Up here on this part of the Maine Coast, the landscape tends to be rugged—rocky shorelines punctuated by stark pine and spruce trees, landscapes softened by the occasional meadows of a saltwater farm. Architecturally, the coast is populated by a mix of classic old New England architecture, utilitarian structures, and summer cottages, most of which follow the traditional, fairly organic shingled bungalow or cottage styles. A few times, genuine grandeur comes into play, and in the early 20th century, quite a number of Italian style villas, stucco with red tile roofs sprang up in the more fashionable locations. In recent years, a few modernist buildings have made inroads—as I type this, a lavish compound by Gwathmey Siegel, more usually associated with the Hamptons, is going up in nearby Northeast Harbor, replacing a simple old cottage by Peabody & Stearns. But to the architecturally aware boater along the coast, few sights are more surprising than this house, a prairie style house that has somehow blown in and landed on a rocky ledge amidst the pine and spruce on the harbor shore, a location as far in spirit from the midwestern prairies as can be imagined.

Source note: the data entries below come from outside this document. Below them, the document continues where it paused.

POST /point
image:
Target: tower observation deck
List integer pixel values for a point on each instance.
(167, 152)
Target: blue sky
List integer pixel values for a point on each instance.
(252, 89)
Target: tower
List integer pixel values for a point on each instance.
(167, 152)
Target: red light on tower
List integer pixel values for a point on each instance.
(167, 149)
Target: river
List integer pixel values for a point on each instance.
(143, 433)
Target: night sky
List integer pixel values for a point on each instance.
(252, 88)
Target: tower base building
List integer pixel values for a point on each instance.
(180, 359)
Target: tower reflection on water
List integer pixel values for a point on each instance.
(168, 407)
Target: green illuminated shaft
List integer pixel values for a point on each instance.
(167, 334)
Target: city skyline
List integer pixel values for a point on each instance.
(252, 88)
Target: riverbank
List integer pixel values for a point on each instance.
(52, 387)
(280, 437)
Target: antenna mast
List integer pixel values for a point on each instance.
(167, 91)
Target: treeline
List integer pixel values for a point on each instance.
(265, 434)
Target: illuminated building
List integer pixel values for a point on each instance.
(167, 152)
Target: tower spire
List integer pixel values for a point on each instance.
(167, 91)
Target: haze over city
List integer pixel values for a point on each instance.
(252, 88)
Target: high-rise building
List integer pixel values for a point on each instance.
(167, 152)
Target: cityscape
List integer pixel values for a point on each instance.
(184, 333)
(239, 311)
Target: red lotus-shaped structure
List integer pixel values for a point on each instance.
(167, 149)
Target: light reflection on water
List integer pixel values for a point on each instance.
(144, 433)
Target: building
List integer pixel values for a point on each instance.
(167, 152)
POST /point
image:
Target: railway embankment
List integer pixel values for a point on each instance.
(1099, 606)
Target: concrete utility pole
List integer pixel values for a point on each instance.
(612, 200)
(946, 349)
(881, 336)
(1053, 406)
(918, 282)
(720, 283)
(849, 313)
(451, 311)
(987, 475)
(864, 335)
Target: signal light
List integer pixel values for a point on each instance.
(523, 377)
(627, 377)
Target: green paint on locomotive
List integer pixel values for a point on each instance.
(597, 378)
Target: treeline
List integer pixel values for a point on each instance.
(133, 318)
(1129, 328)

The house was built for Otis Ward Hinckley, owner of the Hinckley & Schmidt bottling company in Chicago. Mr. Hinckley had Maine roots, being the great-grandson of Reverend Jonathan Fisher (see last Saturday’s post).
Side view from drive.
O.W. Hinckley’s main residence was a roomy traditional house in the Chicago suburb of Evanston, near Oak Park. where Frank Lloyd Wright was developing his distinctive early style. It is obvious that Hinckley was well aware of the work going on in the Chicago area. Gossip has always had it that he contacted Wright to design this house, and stern Yankee businessman that he was, found Wright too expensive and uncompromising. Whatever the true story, in 1911 Hinckley instead contacted his distant cousin, Wallace Hinckley, a recent graduate of Carnegie Tech, who had just started his career (and incidentally was one of my great-grandfather’s closest friends), and according to his daughter who later owned the house, basically said, ‘here, design me one of these’. The result was a house loosely modeled on the Ward Willitts house by Wright, but far more simply detailed. The cost was $15,000. Inside, there were six rooms centered around a huge living room. The Prairie influence did not carry over to the interiors, which were in standard issue Maine summer house Arts & Crafts, with a large beach stone fireplace on the interior wall.
The little estate, including a charming water tower, was inherited by O.W. Hinckley’s daughter, Ethelwynne, who, selling her father’s company to Schweppes, decamped Chicago for the more convivial Colony Club in the winter, and her Prairie style house in Maine in the summer. The house is still in private hands, and is listed in the National Register of Historic places—-as a rare example of the Prairie style adapted to the Maine Coast, of course.